OLEH Sondri BS
Pemerhati Budaya
Pengakuan terhadap keberadaan individu di tengah lingkungan
sosial dalam berbagai lingkupnya menjadi penting bagi manusia. Manusia yang mengalami
krisis identitas dan eksistensi karena serangan atau tekanan dari pihak lain akan
menunjukan gejala-gejala tidak percaya diri, lalu berusaha menunjukkan
keberadaannya dalam bentuk simbol-simbol tradisi dan romantisme kejayaan di
masa lalu.
Eksistensi menjadi penting bagi manusia, baik individu,
komunitas, etnis atau suku bangsa yang merupakan sifat dasar manusia dan
masyarakat yang selalu ingin dihargai, dihormati, disanjung dan bahkan
diagungkan dalam relasi sosial. Bagaimana orang-orang ingin diakui sebagai
pahlawan atau bagaimana suatu bangsa ingin diakui sebagai bangsa yang jaya,
berpengaruh, berkuasa, dan manusia pilihan, juga bagian dari kompensasi krisis
eksistensi yang dialami. Dampak besar dari perasaan sosial itu bisa muncul
tidak hanya dalam bentuk-bentuk simbol, namun bisa juga pada unjuk kekuatan.

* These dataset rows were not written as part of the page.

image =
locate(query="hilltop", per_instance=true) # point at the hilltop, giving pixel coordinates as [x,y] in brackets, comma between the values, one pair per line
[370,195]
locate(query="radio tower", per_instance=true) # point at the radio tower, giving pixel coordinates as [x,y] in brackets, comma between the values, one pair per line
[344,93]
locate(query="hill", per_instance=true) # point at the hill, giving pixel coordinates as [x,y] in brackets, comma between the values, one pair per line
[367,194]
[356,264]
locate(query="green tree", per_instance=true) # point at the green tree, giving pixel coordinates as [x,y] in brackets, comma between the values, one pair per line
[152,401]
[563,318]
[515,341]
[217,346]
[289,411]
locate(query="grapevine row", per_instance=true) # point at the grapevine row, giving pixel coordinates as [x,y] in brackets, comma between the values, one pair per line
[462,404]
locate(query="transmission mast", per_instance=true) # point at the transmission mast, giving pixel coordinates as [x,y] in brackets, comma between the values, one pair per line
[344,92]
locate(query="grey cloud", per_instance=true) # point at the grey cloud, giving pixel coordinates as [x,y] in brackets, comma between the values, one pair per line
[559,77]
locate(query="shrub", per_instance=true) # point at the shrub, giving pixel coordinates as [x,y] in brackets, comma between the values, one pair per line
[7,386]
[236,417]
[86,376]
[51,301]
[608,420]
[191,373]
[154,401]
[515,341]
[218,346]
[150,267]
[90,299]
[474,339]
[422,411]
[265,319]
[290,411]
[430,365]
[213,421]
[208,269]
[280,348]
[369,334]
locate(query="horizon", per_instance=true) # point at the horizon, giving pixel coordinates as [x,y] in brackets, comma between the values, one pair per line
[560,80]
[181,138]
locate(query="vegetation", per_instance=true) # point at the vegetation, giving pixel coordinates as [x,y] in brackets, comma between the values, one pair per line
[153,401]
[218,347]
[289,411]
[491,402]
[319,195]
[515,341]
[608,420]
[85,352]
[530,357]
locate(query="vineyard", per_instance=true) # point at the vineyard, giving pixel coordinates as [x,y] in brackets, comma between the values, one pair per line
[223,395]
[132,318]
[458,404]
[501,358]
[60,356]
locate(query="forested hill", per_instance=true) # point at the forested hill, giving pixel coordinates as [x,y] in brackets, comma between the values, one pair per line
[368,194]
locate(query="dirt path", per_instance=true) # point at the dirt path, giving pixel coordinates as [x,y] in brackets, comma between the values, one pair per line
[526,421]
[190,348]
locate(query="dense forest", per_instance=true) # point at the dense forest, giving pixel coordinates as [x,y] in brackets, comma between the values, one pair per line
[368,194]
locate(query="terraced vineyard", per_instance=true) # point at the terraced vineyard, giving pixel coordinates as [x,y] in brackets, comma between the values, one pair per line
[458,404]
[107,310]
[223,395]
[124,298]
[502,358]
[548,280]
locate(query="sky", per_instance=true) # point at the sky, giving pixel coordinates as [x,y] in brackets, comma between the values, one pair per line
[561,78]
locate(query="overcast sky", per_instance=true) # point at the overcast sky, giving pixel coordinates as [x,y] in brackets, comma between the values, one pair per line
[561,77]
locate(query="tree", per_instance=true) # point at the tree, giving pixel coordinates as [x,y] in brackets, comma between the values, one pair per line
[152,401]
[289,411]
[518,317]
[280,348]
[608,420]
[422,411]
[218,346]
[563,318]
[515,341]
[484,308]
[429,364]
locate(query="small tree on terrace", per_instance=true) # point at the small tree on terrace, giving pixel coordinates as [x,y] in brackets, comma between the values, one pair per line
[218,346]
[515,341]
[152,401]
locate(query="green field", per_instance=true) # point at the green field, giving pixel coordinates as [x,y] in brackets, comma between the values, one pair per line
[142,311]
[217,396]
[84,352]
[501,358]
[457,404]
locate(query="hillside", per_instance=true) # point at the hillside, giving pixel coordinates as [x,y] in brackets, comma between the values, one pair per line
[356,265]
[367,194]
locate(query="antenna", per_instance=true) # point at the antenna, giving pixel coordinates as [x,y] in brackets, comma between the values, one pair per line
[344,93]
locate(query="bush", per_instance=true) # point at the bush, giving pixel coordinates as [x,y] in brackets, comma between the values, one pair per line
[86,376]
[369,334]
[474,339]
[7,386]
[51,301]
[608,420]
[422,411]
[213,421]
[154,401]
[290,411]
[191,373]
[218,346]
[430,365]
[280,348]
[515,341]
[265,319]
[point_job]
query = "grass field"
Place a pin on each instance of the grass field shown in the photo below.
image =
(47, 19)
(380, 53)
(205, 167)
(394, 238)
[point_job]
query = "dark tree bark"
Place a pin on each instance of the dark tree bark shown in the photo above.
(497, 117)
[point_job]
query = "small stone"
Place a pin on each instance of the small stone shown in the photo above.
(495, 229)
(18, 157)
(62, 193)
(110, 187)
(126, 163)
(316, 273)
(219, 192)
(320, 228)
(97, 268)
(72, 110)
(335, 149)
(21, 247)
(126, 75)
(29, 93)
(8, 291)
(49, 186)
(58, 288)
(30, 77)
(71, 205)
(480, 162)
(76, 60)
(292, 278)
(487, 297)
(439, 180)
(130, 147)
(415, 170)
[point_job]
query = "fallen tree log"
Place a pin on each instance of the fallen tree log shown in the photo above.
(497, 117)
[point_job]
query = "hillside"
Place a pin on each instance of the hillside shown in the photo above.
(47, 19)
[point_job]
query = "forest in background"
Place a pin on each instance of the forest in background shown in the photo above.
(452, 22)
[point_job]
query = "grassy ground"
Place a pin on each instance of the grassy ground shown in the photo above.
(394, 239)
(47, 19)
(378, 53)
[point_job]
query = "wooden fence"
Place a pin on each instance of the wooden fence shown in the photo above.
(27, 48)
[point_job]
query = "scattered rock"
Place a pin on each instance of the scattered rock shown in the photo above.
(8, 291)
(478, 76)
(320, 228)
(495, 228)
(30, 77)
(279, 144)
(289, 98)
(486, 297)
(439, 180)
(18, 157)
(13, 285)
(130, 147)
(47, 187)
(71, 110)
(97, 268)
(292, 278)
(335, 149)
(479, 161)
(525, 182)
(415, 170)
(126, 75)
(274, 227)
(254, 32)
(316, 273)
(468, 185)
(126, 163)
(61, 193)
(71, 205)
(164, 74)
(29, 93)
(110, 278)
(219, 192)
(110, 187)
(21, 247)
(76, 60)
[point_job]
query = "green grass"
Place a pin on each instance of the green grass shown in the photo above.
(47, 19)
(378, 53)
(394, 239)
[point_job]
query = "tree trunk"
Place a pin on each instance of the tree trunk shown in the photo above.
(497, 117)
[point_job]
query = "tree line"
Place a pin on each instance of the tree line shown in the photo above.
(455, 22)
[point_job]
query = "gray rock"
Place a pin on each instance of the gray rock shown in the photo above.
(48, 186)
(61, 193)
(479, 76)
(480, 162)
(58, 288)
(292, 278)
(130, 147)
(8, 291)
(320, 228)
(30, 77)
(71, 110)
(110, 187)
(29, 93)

Bangsa-bangsa yang memiliki nafsu berlebihan untuk diakui
dan berkuasa telah menyuburkan perasaan cauvinisme dan ultranasionalisme dan
bahkan melakukan serangan terhadap bangsa-bangsa lain. Implikasi dari gerakan
penguatan eksistensi dari suatu bangsa ini kadang bisa juga menghilangkan
keberadaan suku-suku atau bangsa lainnya. Itu juga merupakan ekses dari
pertarungan eksistensi yang terjadi dalam konteks relasi sosial yang lebih luas.
Pada saat serangan yang menghancurkan dan menjatuhkan
terhadap suatu individu dan kelompok masyarakat atau suatu bangsa maka akan
terjadi krisis identitas yang parah. Ibarat kekalahan dalam satu pertarungan,
maka harga diri telah jatuh. Perasaan rendah diri kemudian ditutupi dengan
mulai membesar-besarkan cerita tentang apa yang pernah ada.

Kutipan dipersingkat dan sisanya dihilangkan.